Causally Grounded Mechanistic Interpretability for LLMs with Faithful Natural-Language Explanations
A new method translates GPT-2's internal circuits into human-readable explanations, achieving 100% sufficiency.
A new research pipeline aims to solve a core problem in AI interpretability: translating the complex, internal circuits of large language models (LLMs) into human-understandable natural language explanations. Developed by Ajay Pravin Mahale, the method first uses causal techniques like activation patching to identify which specific attention heads in a model are responsible for a given behavior. It then generates explanations using both template-based methods and by querying another LLM, finally evaluating their faithfulness using adapted ERASER metrics.
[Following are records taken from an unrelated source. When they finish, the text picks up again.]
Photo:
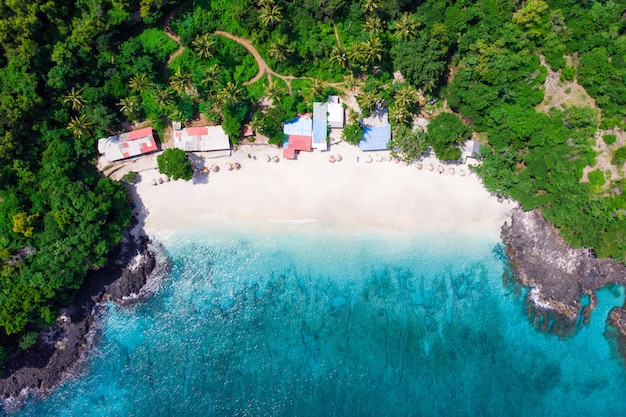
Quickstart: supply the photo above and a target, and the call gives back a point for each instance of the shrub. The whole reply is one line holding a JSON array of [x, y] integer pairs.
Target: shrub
[[175, 164], [596, 178], [619, 156], [609, 139], [568, 74]]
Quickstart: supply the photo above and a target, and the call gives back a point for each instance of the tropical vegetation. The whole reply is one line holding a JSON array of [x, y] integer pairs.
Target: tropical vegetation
[[73, 72]]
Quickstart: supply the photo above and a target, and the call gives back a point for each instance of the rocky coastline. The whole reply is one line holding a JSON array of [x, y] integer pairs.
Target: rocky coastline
[[558, 276], [39, 369]]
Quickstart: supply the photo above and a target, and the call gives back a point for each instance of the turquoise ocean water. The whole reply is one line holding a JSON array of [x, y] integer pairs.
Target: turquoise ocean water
[[302, 323]]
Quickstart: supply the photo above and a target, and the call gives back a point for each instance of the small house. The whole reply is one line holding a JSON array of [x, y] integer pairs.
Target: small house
[[202, 139], [128, 145], [376, 131], [299, 136]]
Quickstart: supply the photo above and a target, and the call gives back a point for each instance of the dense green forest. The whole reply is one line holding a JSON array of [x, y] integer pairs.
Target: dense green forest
[[74, 71]]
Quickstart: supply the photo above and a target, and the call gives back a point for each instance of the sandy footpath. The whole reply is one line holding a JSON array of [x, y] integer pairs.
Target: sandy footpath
[[351, 193]]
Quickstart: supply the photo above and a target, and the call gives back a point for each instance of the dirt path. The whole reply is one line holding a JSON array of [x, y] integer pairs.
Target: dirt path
[[168, 31], [264, 69]]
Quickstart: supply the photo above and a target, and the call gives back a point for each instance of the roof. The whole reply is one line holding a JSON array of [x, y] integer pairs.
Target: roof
[[378, 118], [203, 139], [320, 132], [471, 149], [300, 126], [375, 138], [247, 131], [336, 113], [127, 145], [295, 143], [319, 111]]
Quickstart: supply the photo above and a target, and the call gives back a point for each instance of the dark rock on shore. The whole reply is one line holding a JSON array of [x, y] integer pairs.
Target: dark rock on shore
[[557, 275], [41, 368]]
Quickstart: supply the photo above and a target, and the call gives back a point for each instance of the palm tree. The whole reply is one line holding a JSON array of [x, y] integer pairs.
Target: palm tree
[[368, 100], [270, 15], [230, 93], [339, 54], [371, 5], [75, 98], [273, 91], [80, 126], [181, 82], [352, 83], [280, 49], [405, 97], [355, 52], [178, 116], [429, 85], [373, 24], [163, 97], [203, 45], [405, 27], [211, 75], [398, 114], [139, 82], [372, 50], [129, 105], [317, 88]]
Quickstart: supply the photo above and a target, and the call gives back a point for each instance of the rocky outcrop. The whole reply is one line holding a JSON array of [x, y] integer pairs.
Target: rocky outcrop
[[41, 367], [557, 275]]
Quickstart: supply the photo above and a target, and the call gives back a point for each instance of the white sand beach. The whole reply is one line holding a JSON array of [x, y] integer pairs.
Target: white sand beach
[[350, 193]]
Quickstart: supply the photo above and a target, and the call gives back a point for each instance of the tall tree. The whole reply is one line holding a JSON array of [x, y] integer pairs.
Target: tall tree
[[405, 27], [274, 91], [129, 106], [270, 15], [372, 50], [139, 82], [280, 49], [231, 93], [203, 46], [340, 54], [75, 98], [80, 126], [182, 82]]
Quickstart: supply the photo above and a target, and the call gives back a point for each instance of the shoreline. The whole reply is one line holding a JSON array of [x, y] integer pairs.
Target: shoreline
[[59, 349], [306, 195], [349, 195]]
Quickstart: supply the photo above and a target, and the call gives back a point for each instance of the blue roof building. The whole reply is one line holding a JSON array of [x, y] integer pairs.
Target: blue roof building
[[320, 126], [375, 138]]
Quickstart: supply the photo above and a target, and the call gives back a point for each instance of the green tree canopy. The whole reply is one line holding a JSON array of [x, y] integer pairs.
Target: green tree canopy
[[175, 164], [445, 133]]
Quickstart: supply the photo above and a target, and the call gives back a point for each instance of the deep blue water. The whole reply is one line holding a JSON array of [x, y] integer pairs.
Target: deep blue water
[[334, 324]]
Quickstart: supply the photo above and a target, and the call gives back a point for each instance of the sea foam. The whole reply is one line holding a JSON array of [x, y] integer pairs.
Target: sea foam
[[297, 323]]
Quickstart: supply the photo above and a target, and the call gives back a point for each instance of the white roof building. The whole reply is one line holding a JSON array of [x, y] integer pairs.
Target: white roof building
[[336, 112], [127, 145], [201, 139]]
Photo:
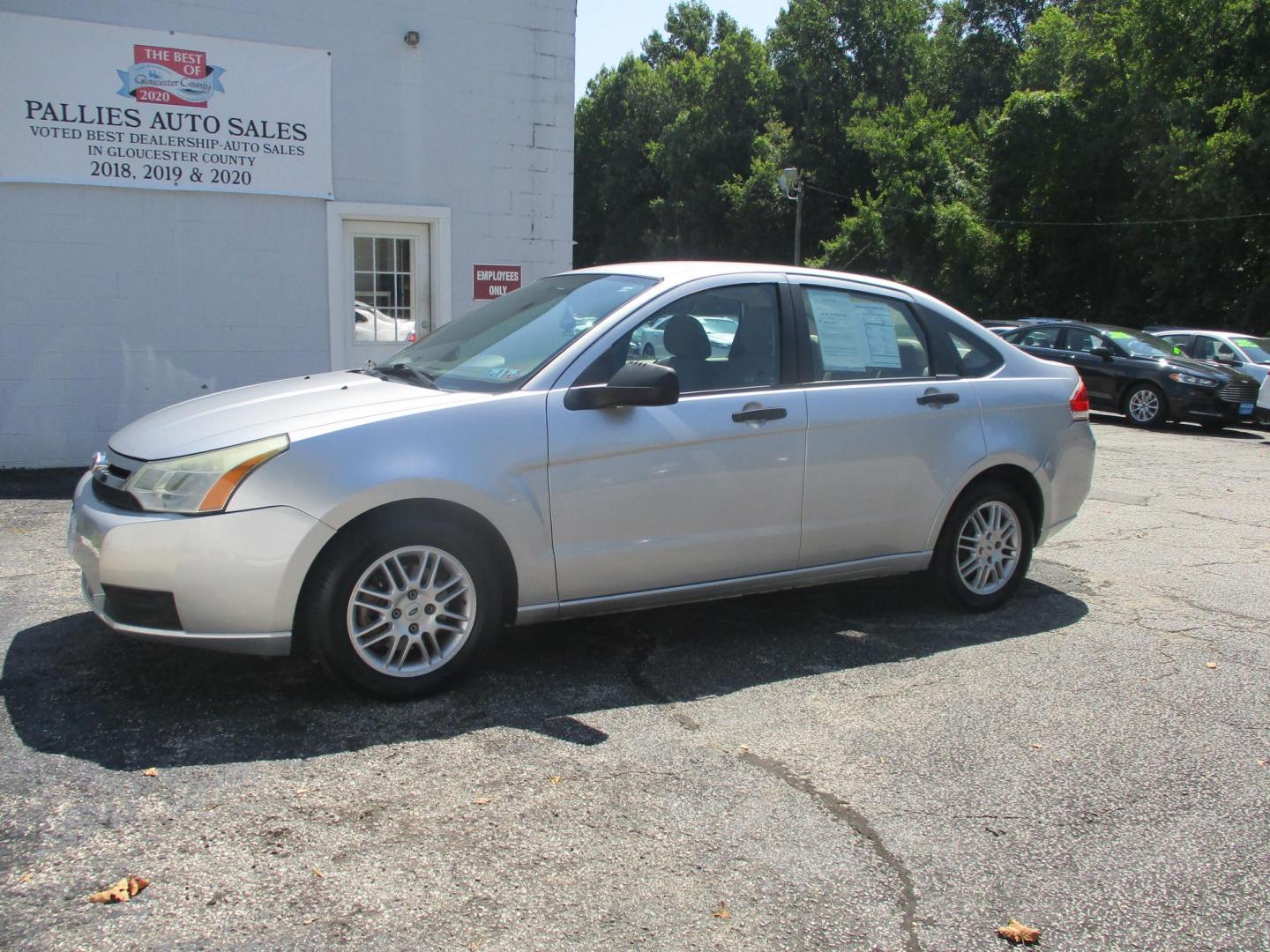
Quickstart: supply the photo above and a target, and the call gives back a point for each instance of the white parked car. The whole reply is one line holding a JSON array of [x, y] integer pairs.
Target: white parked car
[[521, 465], [371, 325]]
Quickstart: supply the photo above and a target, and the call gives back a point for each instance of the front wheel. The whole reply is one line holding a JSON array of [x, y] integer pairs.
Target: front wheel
[[984, 547], [403, 608], [1145, 405]]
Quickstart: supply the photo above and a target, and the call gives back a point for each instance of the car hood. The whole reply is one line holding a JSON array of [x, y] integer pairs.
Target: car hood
[[318, 401], [1200, 367]]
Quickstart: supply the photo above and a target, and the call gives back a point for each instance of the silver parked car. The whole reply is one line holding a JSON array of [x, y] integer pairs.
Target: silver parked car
[[522, 465]]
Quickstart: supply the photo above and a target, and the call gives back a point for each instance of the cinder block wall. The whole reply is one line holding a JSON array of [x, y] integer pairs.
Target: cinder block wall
[[115, 302]]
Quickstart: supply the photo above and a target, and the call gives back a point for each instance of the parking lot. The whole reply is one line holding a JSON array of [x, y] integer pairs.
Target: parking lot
[[851, 767]]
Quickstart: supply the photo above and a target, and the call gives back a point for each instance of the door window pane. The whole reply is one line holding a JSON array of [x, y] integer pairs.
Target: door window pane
[[860, 337], [719, 339], [384, 309]]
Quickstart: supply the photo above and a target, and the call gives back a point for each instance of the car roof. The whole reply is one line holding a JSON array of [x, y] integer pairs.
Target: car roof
[[683, 271]]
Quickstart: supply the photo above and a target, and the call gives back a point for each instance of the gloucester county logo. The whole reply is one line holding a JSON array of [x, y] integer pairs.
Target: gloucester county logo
[[169, 77]]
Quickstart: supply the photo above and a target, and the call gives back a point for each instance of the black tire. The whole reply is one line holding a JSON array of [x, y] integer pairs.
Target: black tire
[[323, 617], [944, 568], [1145, 395]]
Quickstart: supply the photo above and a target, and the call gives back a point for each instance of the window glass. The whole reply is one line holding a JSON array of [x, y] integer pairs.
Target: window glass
[[383, 308], [719, 339], [502, 344], [1081, 340], [1258, 349], [1038, 337], [975, 358], [860, 337]]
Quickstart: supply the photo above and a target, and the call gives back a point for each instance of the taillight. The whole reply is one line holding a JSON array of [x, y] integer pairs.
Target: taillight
[[1080, 401]]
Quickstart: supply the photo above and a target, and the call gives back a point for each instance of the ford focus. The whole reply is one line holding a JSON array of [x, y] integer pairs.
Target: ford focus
[[525, 464]]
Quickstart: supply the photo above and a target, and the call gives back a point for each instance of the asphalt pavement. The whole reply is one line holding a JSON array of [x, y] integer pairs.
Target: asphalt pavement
[[854, 767]]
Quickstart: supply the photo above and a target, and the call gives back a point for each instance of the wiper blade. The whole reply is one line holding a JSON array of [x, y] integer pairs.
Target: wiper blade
[[407, 374]]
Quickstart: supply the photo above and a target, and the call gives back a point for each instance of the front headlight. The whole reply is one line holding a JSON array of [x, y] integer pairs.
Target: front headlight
[[202, 482], [1192, 380]]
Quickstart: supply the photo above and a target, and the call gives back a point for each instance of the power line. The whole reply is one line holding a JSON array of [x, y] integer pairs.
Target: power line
[[1085, 224]]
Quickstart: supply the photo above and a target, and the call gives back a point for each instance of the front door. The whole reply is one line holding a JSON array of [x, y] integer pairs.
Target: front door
[[707, 489], [385, 291]]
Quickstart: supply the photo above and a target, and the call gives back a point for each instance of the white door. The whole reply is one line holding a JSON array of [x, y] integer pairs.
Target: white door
[[386, 294]]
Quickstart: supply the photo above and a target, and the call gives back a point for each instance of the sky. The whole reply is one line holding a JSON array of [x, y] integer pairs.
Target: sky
[[609, 29]]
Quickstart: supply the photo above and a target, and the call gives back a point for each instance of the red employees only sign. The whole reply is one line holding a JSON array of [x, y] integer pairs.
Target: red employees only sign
[[490, 280]]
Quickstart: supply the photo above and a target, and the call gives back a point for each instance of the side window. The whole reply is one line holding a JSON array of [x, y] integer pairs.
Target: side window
[[1206, 348], [1082, 342], [973, 357], [1039, 337], [718, 339], [860, 337]]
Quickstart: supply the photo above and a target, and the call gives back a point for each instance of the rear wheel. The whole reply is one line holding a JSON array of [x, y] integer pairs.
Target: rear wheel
[[984, 547], [1145, 405], [400, 609]]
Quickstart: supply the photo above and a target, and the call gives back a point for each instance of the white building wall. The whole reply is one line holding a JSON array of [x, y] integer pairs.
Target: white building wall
[[115, 302]]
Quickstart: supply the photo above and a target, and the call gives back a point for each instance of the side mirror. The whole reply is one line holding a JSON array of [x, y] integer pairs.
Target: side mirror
[[634, 385]]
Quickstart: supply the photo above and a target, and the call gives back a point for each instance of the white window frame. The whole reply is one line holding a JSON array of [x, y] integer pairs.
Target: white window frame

In a key test on the Indirect Object Identification (IOI) task using GPT-2 Small (124M parameters), the pipeline identified a circuit of just six attention heads that accounted for 61.4% of the model's performance. The explanations generated by an LLM were 64% higher in quality than template-based ones. However, the research revealed critical insights: while explanations were 100% sufficient (the circuit alone can cause the behavior), they were only 22% comprehensive, exposing the existence of distributed backup mechanisms within the model. Furthermore, the study found no correlation (r = 0.009) between a model's confidence in an answer and the faithfulness of the explanation, highlighting a major pitfall for trust.
- Identified a 6-head circuit in GPT-2 Small responsible for 61.4% of performance on the IOI task.
- LLM-generated explanations scored 64% higher on quality metrics than template-based baselines.
- Found 0.009 correlation between model confidence and explanation faithfulness, revealing a key trust issue.
Why It Matters
This work is a crucial step toward building trustworthy, auditable AI systems by making their 'black box' reasoning more transparent.